Getting started

To run AdapterRemoval on single-end FASTQ data, simply specify the location of FASTQ file(s) using the --file1 command-line options:

AdapterRemoval --file1 myreads_1.fastq.gz

To run AdapterRemoval on paired-end FASTQ data, specify the location of the mate 1 and mate 2 FASTQ files using the --file1 and --file2 command-line options:

AdapterRemoval --file1 myreads_1.fastq.gz --file2 myreads_2.fastq.gz

The files may be uncompressed, gzip-compressed, or bzip2 compressed. When run in this manner, AdapterRemoval will save the trimmed reads in the current working directly, using filenames starting with 'your_output'. This behavior may be changed using the --basename option, or using specific options for each output file. See the Input and output files section for more information about files generated by AdapterRemoval.

More examples of common usage may be found in the Example usage section of the documentation.

A note on specifying adapters

AdapterRemoval relies on the user specifying the adapter sequences to be trimmed, using the --adapter1 and --adapter2 command-line options. By default, AdapterRemoval is setup to trim Illumina Truseq adapters, corresponding to the following command-line options:

--adapter1 AGATCGGAAGAGCACACGTCTGAACTCCAGTCACNNNNNNATCTCGTATGCCGTCTTCTGCTTG
--adapter2 AGATCGGAAGAGCGTCGTGTAGGGAAAGAGTGTAGATCTCGGTGGTCGCCGTATCATT

It is therefore extremely important to specify the correct adapter sequences when running AdapterRemoval on a dataset that does not make use of these adapters. Failure to do so will result in the wrong sequences being trimmed, and actual adapter sequences being left in the resulting "trimmed" reads.

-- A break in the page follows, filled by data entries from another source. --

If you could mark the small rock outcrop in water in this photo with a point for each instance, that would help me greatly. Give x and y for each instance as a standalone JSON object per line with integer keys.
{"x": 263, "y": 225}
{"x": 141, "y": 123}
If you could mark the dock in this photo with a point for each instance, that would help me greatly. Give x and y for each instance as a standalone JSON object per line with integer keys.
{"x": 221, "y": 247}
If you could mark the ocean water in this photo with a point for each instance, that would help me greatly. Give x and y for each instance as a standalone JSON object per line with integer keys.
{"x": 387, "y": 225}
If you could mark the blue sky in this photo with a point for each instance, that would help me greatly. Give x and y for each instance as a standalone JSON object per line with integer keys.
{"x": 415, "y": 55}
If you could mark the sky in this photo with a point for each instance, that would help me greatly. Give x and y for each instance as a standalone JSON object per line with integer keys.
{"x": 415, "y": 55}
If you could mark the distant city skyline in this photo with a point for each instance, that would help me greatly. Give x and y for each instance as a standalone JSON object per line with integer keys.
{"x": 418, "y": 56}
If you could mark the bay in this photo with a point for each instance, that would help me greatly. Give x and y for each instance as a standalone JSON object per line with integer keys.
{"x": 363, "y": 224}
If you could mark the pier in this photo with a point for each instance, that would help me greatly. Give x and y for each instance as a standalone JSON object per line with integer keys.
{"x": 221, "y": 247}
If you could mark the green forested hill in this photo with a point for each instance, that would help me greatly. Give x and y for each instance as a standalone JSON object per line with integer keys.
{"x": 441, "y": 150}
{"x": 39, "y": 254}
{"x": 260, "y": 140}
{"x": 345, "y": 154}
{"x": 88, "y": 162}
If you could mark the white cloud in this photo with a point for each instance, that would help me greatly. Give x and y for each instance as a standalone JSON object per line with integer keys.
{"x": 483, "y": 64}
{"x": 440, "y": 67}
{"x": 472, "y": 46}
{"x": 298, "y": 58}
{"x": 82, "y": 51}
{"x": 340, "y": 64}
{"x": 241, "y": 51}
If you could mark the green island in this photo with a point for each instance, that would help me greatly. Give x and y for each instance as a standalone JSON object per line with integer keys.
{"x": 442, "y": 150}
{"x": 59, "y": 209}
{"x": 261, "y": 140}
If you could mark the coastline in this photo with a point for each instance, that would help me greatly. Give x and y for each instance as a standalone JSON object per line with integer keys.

Adapter sequences are specified in the read orientation when using the --adapter1 and --adapter2 command-line options, directly corresponding to the sequence that is observed in the FASTQ files produced by the base calling software. If we were processing data generated using the above TrueSeq adapters, then we would therefore expect to find those sequences as-is in our FASTQ files (assuming that the read lengths are sufficiently long and that insert sizes are sufficiently short), typically followed by a low-quality A-tail:

$ grep "AGATCGGAAGAGCACACGTCTGAACTCCAGTCAC......ATCTCGTATGCCGTCTTCTGCTTG" file1.fq
AGATCGGAAGAGCACACGTCTGAACTCCAGTCACCGATGAATCTCGTATGCCGTCTTCTGCTTGAAAAAAAAACAAGAAT
CTGGAGTTCAGATCGGAAGAGCACACGTCTGAACTCCAGTCACCGATGAATCTCGTATGCCGTCTTCTGCTTGAAAAAAA
GGAGATCGGAAGAGCACACGTCTGAACTCCAGTCACCGATGAATCTCGTATGCCGTCTTCTGCTTGCAAATTGAAAACAC

$ grep "AGATCGGAAGAGCGTCGTGTAGGGAAAGAGTGTAGATCTCGGTGGTCGCCGTATCATT" file2.fq
CAGATCGGAAGAGCGTCGTGTAGGGAAAGAGTGTAGATCTCGGTGGTCGCCGTATCATTCAAAAAAAGAAAAACATCTTG
GAACTCCAGAGATCGGAAGAGCGTCGTGTAGGGAAAGAGTGTAGATCTCGGTGGTCGCCGTATCATTCAAAAAAAATAGA
GAACTAGATCGGAAGAGCGTCGTGTAGGGAAAGAGTGTAGATCTCGGTGGTCGCCGTATCATTCAAAAACATAAGACCTA

The ambiguous bases representing the mate 1 barcode (the six Ns) have been replaced by single-character wildcards (dots) in the above grep commands, corresponding to how AdapterRemoval itself treats such characters.

For paired-end data, the --identify-adapters mode may be used to verify the choice of adapters, by attempting to reconstruct the adapter sequence directly from the FASTQ reads. See the Example usage section for a demonstration of this functionality.